Her heart punched against her ribs.
“I’m falling for you too,” she said, voice unsteady. “Which is ridiculous, because this is insane and we barely know each other and I watched you flee your own wedding. But I haven’t felt this…seen…in a very long time.”
“Then come to New York,” he said impulsively. “Move there. We’ll figure it out together. I’ll help with whatever you need—loans, rent, job contacts. We’ll build something that’s ours, not my father’s.”
It would have been so easy to say yes. To let herself be swept into a Park Avenue apartment and dinners downtown and a life where she didn’t have to panic every time she opened a bill.
But the word curdled in her throat.
“I can’t,” she said.
His face fell. “Because of Chicago?”
“Because of me,” she said. “If I move to New York, into a life that exists because you opened the door, I will always wonder who I am without you.

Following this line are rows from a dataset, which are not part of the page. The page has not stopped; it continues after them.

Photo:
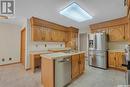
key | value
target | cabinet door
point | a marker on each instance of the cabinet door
(100, 30)
(75, 66)
(120, 60)
(111, 59)
(48, 34)
(54, 38)
(36, 33)
(82, 63)
(117, 33)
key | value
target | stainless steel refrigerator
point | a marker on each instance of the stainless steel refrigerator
(97, 50)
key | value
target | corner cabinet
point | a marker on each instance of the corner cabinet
(72, 38)
(78, 65)
(115, 60)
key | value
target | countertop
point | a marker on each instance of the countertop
(54, 56)
(116, 50)
(40, 52)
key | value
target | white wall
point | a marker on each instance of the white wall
(9, 43)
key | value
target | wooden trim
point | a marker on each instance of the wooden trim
(10, 64)
(115, 22)
(24, 29)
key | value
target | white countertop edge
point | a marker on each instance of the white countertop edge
(67, 55)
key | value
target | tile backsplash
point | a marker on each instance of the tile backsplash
(40, 46)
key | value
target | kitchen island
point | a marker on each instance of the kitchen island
(60, 69)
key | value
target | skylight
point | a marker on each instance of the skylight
(75, 12)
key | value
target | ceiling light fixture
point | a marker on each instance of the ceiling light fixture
(75, 12)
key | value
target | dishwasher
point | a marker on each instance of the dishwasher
(62, 71)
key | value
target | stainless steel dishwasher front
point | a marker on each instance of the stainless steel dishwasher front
(62, 71)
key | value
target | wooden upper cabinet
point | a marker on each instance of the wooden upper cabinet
(36, 33)
(117, 33)
(111, 59)
(48, 34)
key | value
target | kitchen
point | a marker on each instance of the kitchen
(58, 51)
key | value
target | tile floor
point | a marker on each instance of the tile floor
(16, 76)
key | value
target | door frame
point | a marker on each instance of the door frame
(24, 29)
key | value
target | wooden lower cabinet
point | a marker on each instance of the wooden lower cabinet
(35, 61)
(78, 65)
(75, 66)
(115, 60)
(48, 69)
(82, 63)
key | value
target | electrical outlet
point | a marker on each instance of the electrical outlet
(36, 45)
(3, 59)
(10, 59)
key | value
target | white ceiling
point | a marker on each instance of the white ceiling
(101, 10)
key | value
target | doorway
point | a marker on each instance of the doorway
(23, 42)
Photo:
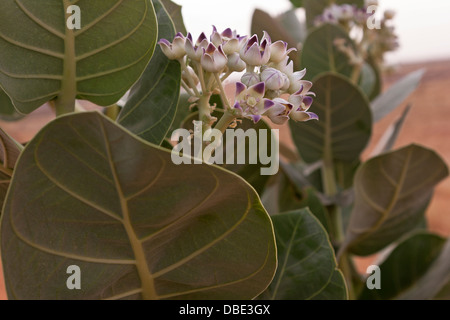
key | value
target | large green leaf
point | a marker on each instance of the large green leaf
(395, 95)
(405, 265)
(98, 62)
(392, 192)
(344, 125)
(7, 110)
(387, 141)
(152, 103)
(436, 281)
(85, 192)
(307, 266)
(320, 54)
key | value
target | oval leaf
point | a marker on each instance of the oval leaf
(307, 264)
(320, 55)
(87, 193)
(344, 125)
(98, 62)
(436, 281)
(395, 95)
(392, 192)
(152, 103)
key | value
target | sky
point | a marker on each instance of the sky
(423, 27)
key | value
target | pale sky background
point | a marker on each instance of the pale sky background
(423, 27)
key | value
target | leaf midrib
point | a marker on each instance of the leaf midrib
(147, 280)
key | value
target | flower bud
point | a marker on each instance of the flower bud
(235, 63)
(255, 54)
(250, 79)
(287, 82)
(389, 14)
(279, 51)
(213, 59)
(189, 72)
(195, 52)
(273, 78)
(175, 50)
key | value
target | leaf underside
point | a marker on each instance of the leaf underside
(307, 266)
(137, 225)
(98, 62)
(153, 100)
(392, 192)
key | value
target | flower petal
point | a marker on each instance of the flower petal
(240, 88)
(257, 91)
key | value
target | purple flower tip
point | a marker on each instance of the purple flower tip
(268, 103)
(259, 87)
(255, 118)
(307, 101)
(211, 48)
(240, 87)
(201, 38)
(313, 116)
(227, 33)
(252, 41)
(299, 90)
(165, 41)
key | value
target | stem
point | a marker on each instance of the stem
(356, 73)
(223, 96)
(186, 87)
(112, 112)
(204, 110)
(189, 78)
(201, 77)
(335, 216)
(225, 121)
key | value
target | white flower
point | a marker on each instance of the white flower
(273, 78)
(235, 63)
(195, 52)
(213, 59)
(301, 102)
(279, 51)
(250, 102)
(255, 53)
(175, 50)
(279, 112)
(250, 79)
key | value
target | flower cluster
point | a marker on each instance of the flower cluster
(376, 41)
(268, 84)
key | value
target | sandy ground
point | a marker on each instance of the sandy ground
(428, 124)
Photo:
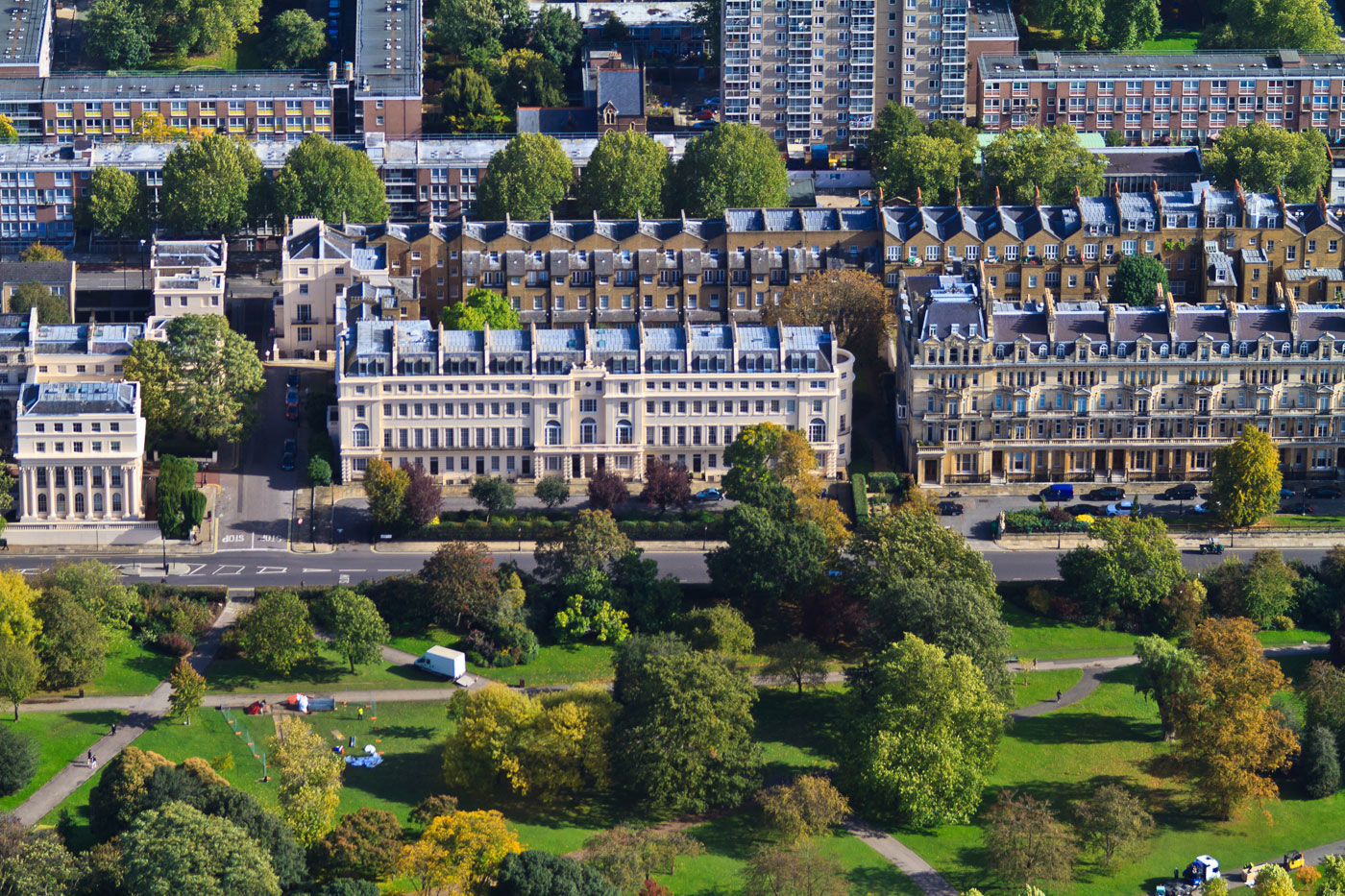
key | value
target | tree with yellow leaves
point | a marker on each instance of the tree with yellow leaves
(459, 853)
(1227, 735)
(309, 779)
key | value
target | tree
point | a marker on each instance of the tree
(551, 492)
(1263, 159)
(1138, 278)
(666, 483)
(365, 844)
(1137, 567)
(1321, 765)
(736, 166)
(308, 775)
(685, 729)
(319, 472)
(423, 498)
(459, 853)
(1165, 673)
(178, 849)
(34, 295)
(588, 541)
(1022, 159)
(924, 731)
(295, 40)
(557, 36)
(491, 494)
(796, 662)
(460, 581)
(720, 628)
(526, 180)
(625, 177)
(204, 379)
(19, 673)
(17, 761)
(71, 646)
(1113, 822)
(537, 873)
(1246, 479)
(116, 205)
(1228, 738)
(1025, 842)
(358, 631)
(208, 184)
(188, 690)
(607, 490)
(385, 490)
(807, 808)
(481, 308)
(330, 181)
(853, 302)
(278, 633)
(40, 252)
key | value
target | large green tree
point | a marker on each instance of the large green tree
(1261, 157)
(625, 177)
(178, 849)
(685, 729)
(1138, 278)
(1246, 479)
(923, 734)
(526, 180)
(210, 186)
(736, 166)
(1022, 159)
(295, 39)
(331, 182)
(204, 379)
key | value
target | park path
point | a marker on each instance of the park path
(143, 714)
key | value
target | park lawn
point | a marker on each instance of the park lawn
(1113, 736)
(62, 739)
(1035, 637)
(1035, 687)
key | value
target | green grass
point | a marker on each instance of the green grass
(1173, 40)
(1035, 687)
(1113, 736)
(62, 738)
(1041, 638)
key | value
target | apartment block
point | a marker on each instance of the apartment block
(817, 71)
(188, 276)
(80, 451)
(568, 401)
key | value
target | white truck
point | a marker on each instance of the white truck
(441, 661)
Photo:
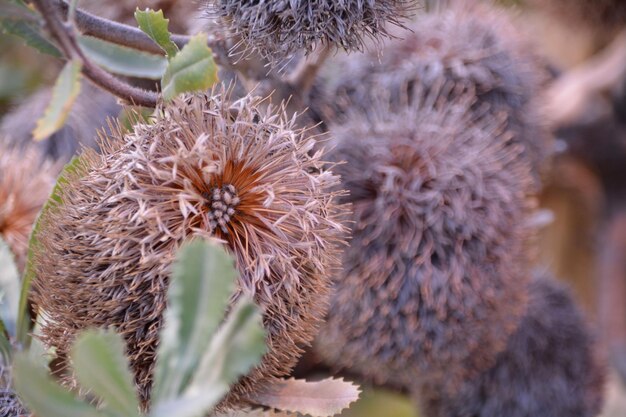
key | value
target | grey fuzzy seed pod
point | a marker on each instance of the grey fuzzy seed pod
(204, 166)
(279, 28)
(434, 279)
(469, 44)
(549, 368)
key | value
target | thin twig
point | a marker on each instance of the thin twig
(97, 75)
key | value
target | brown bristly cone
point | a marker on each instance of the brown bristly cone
(204, 167)
(434, 279)
(470, 44)
(277, 29)
(26, 180)
(605, 17)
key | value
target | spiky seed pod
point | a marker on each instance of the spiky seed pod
(10, 405)
(279, 28)
(209, 167)
(549, 368)
(26, 181)
(434, 279)
(89, 114)
(606, 16)
(470, 44)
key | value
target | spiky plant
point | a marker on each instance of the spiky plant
(599, 15)
(278, 28)
(26, 180)
(549, 367)
(204, 166)
(469, 44)
(434, 279)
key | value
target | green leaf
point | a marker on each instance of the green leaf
(6, 349)
(64, 93)
(102, 368)
(45, 397)
(154, 24)
(192, 69)
(203, 278)
(9, 288)
(23, 315)
(237, 347)
(122, 60)
(30, 32)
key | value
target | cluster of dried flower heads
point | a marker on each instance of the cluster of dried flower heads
(279, 28)
(204, 166)
(443, 149)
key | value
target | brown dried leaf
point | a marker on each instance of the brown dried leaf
(319, 399)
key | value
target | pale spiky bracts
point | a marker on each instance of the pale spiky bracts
(469, 44)
(278, 28)
(549, 367)
(204, 166)
(26, 180)
(434, 279)
(10, 405)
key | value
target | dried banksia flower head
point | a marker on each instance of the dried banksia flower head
(470, 44)
(279, 28)
(204, 167)
(26, 181)
(434, 279)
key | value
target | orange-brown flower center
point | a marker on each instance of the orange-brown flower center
(222, 203)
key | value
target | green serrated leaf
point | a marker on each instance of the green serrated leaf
(203, 278)
(237, 347)
(192, 69)
(9, 288)
(45, 397)
(122, 60)
(30, 32)
(154, 24)
(102, 368)
(23, 315)
(64, 93)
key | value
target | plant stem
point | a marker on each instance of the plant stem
(97, 75)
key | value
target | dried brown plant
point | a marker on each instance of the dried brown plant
(434, 280)
(204, 166)
(26, 180)
(278, 28)
(469, 44)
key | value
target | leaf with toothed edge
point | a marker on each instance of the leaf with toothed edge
(319, 399)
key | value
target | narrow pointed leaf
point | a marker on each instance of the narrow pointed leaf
(237, 347)
(9, 288)
(321, 399)
(31, 33)
(45, 397)
(23, 314)
(192, 69)
(102, 367)
(64, 94)
(154, 24)
(203, 278)
(122, 60)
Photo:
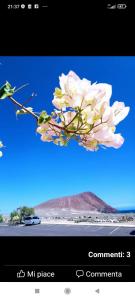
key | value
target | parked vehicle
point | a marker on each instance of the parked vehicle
(32, 220)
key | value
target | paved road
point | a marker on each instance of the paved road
(65, 230)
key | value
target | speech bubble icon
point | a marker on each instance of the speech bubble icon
(79, 273)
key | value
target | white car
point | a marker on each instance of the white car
(32, 220)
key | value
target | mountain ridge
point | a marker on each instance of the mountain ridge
(86, 201)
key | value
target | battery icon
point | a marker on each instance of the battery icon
(121, 6)
(22, 6)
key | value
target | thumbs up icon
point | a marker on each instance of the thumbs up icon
(21, 274)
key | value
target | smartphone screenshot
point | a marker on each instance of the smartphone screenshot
(67, 144)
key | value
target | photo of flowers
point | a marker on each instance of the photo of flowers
(67, 146)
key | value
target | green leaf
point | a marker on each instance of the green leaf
(43, 118)
(23, 111)
(6, 90)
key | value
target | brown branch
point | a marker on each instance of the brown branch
(23, 107)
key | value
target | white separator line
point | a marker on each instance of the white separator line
(114, 230)
(97, 229)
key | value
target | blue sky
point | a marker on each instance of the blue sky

I never stood on my own, Ethan. I went from my parents’ expectations to my firm’s expectations to Nathan’s. I can’t add Ashford’s to that list.”
“I wouldn’t own you,” he said.
“You’d want to help,” she said. “And I would let you, because I love you. And slowly I’d stop knowing where you ended and I began.”
The words hurt them both.
“So what?” he asked quietly. “We go back to our separate cities and pretend the best week of our lives didn’t happen?”
“No,” she said. “We go back and build lives we chose. You decide what Ethan looks like without the Ashford script. I decide what Madison looks like when she’s not performing ‘ideal associate.’ And then, if we still want this, we choose it. Not as an escape, but as something we’re willing to fight for.”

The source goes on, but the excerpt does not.